Она и сама скакала непоседливой пичугой — когда человеку только шестнадцать лет, он не может долго усидеть на одном месте. Она решила, что надо сплести веночки для матери и сестренки, а для отца настоящий дубовый венок, И двери надо украсить, тогда можно и заводить величальные песни в честь Иванова дня.
— Ступай, Улдис, за ветками!
Она за руку потащила меня в заросший сад. Взобравшись на трухлявый столб изгороди, я ломал дубовые ветки и обливался ледяной росой. Под конец столб переломился, и я, сверзившись в густые заросли вдоль изгороди, вымок насквозь. Смеху было!.. Но в доме никто не проснулся, вот спят люди, как медведи в берлоге! Мы вернулись на крыльцо, и Лелле торопливо принялась вить венки. Я смотрел, как ее пальцы ловко сплетают цветок с цветком, так цепляются и отцветают день за днем, так цеплялись и уходили и те дни, но они не цвели и не приносили радости.
Вы вздымайте меня, волны!.. Самого моря я не видел, но качку довелось изведать, порой всего выворачивало. Вечная полутьма, гул машин, вокруг все чужие. Эдгар, старый знакомый по прежним временам, неожиданно мы столкнулись нос к носу и тут же отвернулись, отдалились друг от друга. Я выбрал нары внизу, Эдгар устроился наверху. Наверняка все еще зол на меня за старое.

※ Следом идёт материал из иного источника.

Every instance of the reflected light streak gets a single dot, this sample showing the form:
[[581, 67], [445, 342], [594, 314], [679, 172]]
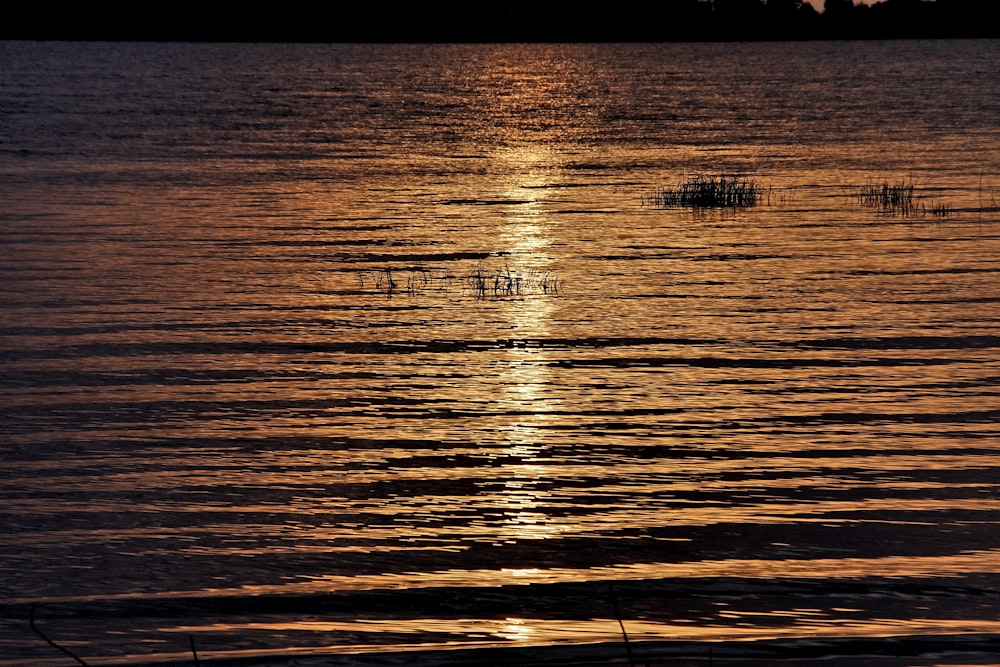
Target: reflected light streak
[[819, 568]]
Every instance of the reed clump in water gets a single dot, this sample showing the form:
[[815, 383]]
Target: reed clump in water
[[506, 282], [711, 191], [481, 282], [898, 198]]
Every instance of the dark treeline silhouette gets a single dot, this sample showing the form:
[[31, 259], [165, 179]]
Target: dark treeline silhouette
[[517, 21]]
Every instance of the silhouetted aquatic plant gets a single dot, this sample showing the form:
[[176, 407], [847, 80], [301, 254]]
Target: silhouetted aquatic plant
[[711, 191], [940, 210], [894, 199], [481, 282]]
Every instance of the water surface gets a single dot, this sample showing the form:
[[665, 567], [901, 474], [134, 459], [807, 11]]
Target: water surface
[[221, 420]]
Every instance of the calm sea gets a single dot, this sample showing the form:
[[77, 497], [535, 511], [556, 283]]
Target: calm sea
[[326, 349]]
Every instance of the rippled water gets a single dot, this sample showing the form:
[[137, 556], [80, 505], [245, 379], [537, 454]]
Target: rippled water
[[253, 394]]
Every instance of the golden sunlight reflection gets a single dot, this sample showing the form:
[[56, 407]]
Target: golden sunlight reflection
[[525, 396], [819, 568], [486, 632]]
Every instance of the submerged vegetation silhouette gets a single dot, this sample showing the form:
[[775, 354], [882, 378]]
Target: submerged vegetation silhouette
[[481, 282], [900, 197], [897, 198], [711, 191]]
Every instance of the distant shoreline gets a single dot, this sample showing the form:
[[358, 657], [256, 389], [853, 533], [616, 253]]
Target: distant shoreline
[[523, 22]]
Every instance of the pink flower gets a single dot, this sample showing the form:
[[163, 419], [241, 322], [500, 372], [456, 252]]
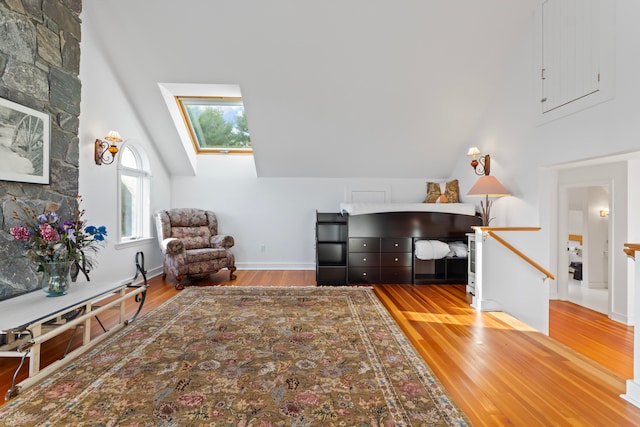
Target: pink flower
[[411, 388], [48, 233], [192, 399], [19, 232], [308, 398]]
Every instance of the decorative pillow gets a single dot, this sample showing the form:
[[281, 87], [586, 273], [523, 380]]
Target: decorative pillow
[[436, 194]]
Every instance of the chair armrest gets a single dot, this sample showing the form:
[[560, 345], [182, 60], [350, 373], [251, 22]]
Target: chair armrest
[[222, 241], [172, 246]]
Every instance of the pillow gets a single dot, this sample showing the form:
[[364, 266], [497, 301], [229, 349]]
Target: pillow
[[436, 194], [458, 249]]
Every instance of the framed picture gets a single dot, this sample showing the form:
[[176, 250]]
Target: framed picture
[[24, 143]]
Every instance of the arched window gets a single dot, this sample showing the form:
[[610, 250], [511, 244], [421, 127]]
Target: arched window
[[133, 194]]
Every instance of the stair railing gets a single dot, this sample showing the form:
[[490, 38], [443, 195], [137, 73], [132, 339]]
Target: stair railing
[[491, 232]]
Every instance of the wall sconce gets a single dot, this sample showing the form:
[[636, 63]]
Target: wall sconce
[[105, 151], [481, 166]]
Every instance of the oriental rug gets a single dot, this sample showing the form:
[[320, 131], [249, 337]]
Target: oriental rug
[[239, 356]]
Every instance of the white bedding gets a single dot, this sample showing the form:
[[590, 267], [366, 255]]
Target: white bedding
[[366, 208], [435, 249]]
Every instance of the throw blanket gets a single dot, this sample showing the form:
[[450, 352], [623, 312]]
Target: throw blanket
[[230, 356], [431, 249]]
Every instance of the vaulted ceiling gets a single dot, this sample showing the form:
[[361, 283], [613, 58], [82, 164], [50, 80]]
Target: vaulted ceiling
[[332, 88]]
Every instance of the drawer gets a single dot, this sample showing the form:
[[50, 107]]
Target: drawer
[[364, 275], [364, 244], [391, 259], [364, 259], [401, 244], [395, 275]]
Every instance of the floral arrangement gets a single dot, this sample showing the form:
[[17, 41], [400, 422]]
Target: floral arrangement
[[49, 238]]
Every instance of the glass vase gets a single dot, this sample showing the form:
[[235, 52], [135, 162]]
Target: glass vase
[[56, 277]]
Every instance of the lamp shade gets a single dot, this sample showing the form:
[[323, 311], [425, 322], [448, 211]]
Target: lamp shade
[[488, 186], [113, 136], [473, 151]]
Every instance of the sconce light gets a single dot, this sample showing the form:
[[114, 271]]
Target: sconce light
[[105, 151], [481, 166]]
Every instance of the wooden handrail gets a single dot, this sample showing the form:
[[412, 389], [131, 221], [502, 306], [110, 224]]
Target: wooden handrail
[[631, 248], [510, 228], [490, 232]]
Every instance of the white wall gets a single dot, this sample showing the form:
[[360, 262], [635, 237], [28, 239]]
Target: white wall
[[523, 152], [275, 213], [104, 107]]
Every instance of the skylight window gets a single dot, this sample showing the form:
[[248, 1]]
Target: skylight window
[[216, 124]]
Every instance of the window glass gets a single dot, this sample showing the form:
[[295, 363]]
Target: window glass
[[133, 196], [216, 124]]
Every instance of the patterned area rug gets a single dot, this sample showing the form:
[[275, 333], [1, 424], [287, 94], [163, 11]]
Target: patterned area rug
[[228, 356]]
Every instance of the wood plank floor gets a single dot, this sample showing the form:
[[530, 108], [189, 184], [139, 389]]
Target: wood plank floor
[[497, 370]]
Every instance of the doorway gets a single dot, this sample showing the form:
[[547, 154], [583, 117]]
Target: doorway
[[588, 246]]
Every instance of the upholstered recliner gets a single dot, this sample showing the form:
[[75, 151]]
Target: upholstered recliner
[[191, 245]]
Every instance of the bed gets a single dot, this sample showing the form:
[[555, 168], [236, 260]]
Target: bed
[[420, 243]]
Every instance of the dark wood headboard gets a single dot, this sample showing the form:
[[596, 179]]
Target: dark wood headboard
[[431, 225]]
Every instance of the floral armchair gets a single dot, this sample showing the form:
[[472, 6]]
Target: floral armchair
[[191, 245]]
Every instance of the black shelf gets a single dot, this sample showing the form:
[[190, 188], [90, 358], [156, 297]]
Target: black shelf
[[331, 249]]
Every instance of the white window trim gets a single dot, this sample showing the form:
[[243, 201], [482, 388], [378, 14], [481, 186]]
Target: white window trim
[[144, 221]]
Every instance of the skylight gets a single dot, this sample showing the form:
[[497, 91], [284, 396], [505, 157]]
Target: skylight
[[216, 124]]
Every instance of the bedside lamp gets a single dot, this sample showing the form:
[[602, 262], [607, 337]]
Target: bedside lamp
[[487, 186]]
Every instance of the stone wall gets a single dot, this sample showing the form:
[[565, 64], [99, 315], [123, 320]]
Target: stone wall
[[39, 67]]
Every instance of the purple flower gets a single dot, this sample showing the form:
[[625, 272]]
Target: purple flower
[[19, 232], [48, 233]]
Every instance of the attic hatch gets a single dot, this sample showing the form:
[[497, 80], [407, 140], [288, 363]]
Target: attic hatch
[[216, 125]]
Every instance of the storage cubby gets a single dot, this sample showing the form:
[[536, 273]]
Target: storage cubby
[[331, 248]]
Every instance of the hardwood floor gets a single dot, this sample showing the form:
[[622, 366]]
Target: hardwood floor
[[497, 370]]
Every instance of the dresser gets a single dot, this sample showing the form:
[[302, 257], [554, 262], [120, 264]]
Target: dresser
[[378, 248], [380, 260]]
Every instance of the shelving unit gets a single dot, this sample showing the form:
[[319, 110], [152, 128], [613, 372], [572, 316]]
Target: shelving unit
[[331, 249]]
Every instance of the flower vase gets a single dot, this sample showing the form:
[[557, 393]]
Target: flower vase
[[56, 277]]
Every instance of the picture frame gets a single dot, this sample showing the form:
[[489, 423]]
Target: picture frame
[[25, 138]]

Ох, вздымают меня волны! Мы томились, болтали, предавались всяким играм. Были великолепно сделанные карты из коричневого картона и самодельные резные шахматы, многие вырезали из чурбаков табачницы. Строго запрещенные ножи были почти у каждого. Звучала разноязычная речь, латышей было что-нибудь около сотни. Долго я не выдержу один, и тогда, хочешь не хочешь, придется общаться и с Эдгаром.
Удивительно, Эдгар совсем не повесил нос, наоборот, держится этаким героем. Все время подчеркивает, что никогда не ронял офицерское достоинство, упоминает о железных крестах, боевых подвигах, о политических планах, которые были великолепны, только вот, к сожалению, не сбылись. Я слушал, пока не надоело. Не очень-то приятно наблюдать, как кто-то красуется сам перед собой, а остальным и слова не хочет дать. Я особенно хвастать не настроен, да и рассказывать здесь о своих военных похождениях — значит только выставлять себя на посмешище. Мне хотелось человеческого общения, а там сидел надутый оберштурмфюрер, точно индюк на куче, и остальные вторили его болботанью.
Я вернулся на свое место, к эстонцу Кару, к шахматам.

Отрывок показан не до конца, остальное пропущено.